Da Franchise-Nehmer zwar grundsätzlich ein bestimmtes Vertragsgebiet zugewiesen bekommen, jedoch aber keinen Gebietsschutz, der ihnen den exklusiven Betrieb erlaubt, führt dies in der Regel zu wirtschaftlichen Einbußen für den Franchisenehmer. Wird Franchise-Nehmern im Franchise-Vertrag lediglich ein Vertragsgebiet ohne Gebietsschutz zugewiesen, haben Franchisegeber das Recht, weitere Franchisen für das entsprechende Gebiet an andere Franchise-Nehmer zu vergeben oder selbst andere Vertriebsformen einzuführen.

[bearbeiten] Preisbindung

Die Franchise-Zentrale darf dem Franchise-Nehmer zwar keinen Verkaufspreis vorschreiben, wohl aber sind unverbindliche Preisempfehlunegn zulässig.


[bearbeiten] Wareneinkauf

Dem Franchise-Nehmer soll es möglich sein, zumindest so genannte Randsortiment auch von anderen Lieferanten zu beziehen und diese verkaufen zu können. Eine 100%ige Abnahmeverpflichtung ist nur in Ausnahmenfällen denkbar.

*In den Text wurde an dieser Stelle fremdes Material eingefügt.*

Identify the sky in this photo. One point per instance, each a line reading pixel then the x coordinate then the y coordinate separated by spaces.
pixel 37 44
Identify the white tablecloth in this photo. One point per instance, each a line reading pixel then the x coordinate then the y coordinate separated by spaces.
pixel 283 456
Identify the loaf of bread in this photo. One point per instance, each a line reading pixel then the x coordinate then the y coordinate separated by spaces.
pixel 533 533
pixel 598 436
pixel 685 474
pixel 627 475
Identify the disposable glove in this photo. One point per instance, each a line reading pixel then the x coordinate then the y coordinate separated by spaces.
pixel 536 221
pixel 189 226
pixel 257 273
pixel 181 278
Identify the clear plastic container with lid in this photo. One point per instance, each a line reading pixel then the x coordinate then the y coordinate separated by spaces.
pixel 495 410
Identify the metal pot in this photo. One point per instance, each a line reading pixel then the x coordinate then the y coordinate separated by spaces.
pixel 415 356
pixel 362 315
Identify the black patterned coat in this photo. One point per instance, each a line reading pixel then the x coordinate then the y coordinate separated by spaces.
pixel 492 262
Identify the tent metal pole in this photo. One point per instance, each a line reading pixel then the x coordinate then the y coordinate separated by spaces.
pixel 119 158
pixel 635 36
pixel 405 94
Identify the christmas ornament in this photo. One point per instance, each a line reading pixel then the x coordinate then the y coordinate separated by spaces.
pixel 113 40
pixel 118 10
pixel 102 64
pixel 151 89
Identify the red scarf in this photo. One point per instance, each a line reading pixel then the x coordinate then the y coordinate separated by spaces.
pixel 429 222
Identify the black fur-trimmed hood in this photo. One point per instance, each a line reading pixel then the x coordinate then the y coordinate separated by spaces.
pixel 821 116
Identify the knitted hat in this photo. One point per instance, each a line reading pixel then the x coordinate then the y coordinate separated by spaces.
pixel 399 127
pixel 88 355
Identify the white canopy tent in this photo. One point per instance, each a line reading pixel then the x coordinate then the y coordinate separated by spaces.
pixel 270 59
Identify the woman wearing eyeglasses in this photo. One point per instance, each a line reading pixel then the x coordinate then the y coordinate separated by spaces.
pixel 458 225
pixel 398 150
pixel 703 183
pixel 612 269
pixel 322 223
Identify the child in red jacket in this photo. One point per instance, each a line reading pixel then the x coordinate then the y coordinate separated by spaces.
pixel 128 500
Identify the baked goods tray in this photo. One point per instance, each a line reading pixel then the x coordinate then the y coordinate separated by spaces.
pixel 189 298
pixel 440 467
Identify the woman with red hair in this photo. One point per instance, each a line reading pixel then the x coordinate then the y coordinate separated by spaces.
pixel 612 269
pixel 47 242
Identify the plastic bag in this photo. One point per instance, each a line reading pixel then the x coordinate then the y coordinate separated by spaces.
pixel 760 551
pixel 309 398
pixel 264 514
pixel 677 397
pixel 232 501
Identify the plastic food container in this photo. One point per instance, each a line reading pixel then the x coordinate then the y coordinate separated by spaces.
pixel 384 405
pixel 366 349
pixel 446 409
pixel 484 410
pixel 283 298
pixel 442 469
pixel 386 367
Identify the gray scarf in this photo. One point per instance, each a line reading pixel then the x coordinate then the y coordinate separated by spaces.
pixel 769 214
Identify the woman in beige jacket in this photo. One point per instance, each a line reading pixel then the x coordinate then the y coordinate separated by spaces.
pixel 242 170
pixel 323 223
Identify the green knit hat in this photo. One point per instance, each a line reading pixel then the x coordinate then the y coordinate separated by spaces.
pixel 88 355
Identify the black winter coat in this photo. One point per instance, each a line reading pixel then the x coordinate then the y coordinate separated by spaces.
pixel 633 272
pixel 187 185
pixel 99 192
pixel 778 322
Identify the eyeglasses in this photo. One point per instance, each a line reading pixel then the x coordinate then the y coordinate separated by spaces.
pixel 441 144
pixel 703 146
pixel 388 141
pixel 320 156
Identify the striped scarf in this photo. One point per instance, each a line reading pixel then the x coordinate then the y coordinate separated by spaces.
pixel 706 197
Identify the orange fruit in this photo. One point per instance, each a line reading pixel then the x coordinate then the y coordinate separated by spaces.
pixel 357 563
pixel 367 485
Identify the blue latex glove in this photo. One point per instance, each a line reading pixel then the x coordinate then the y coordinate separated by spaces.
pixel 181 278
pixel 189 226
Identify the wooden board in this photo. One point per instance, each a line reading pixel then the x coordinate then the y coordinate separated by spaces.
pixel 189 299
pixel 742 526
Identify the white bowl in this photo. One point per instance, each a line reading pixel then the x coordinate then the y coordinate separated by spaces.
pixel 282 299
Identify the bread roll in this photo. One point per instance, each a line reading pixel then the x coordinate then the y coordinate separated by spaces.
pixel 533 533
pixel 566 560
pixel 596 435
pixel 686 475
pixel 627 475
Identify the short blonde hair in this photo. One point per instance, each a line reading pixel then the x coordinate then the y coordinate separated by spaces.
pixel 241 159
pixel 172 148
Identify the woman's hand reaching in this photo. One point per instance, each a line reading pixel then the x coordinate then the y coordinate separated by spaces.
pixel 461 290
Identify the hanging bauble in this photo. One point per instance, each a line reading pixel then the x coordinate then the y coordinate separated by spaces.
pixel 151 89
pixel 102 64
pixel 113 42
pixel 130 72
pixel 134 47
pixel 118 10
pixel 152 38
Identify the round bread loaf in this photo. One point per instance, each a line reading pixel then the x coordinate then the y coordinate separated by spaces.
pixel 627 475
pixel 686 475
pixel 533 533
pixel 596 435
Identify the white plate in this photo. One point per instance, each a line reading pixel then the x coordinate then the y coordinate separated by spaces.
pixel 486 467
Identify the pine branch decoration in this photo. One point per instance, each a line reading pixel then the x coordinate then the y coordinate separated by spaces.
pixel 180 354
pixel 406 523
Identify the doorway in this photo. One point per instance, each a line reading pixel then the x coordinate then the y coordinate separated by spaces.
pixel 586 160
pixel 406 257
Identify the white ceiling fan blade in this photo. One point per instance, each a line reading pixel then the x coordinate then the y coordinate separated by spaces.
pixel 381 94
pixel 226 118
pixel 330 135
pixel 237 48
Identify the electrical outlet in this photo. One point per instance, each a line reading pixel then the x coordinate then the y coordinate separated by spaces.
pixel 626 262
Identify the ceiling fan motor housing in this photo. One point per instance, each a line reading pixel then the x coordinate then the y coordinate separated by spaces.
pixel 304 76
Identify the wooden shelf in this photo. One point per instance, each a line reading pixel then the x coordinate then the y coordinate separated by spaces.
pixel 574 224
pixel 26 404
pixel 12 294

[bearbeiten] Vertragslaufzeit

Die Vertragslaufzeit ist so zu bemessen, dass der Franchise-Nehmer in der Lage ist, seine Investitionen amortisieren zu können. Also, je höher die Anfangs-Investition, desto höher kann/sollte die Vertragslaufzeit ausfallen.

[bearbeiten] Vertragsbeendigung

Der Franchise-Vertrag endet normaler Weise mit dem Ende seiner Laufzeit. Er kann aber auch im gegenseitigen Einvernehmen beendet werden, oder, sofern schwerwiegende Gründe vorliegen, vom Franchise-Nehmer oder Franchise-Geber gekündigt werden.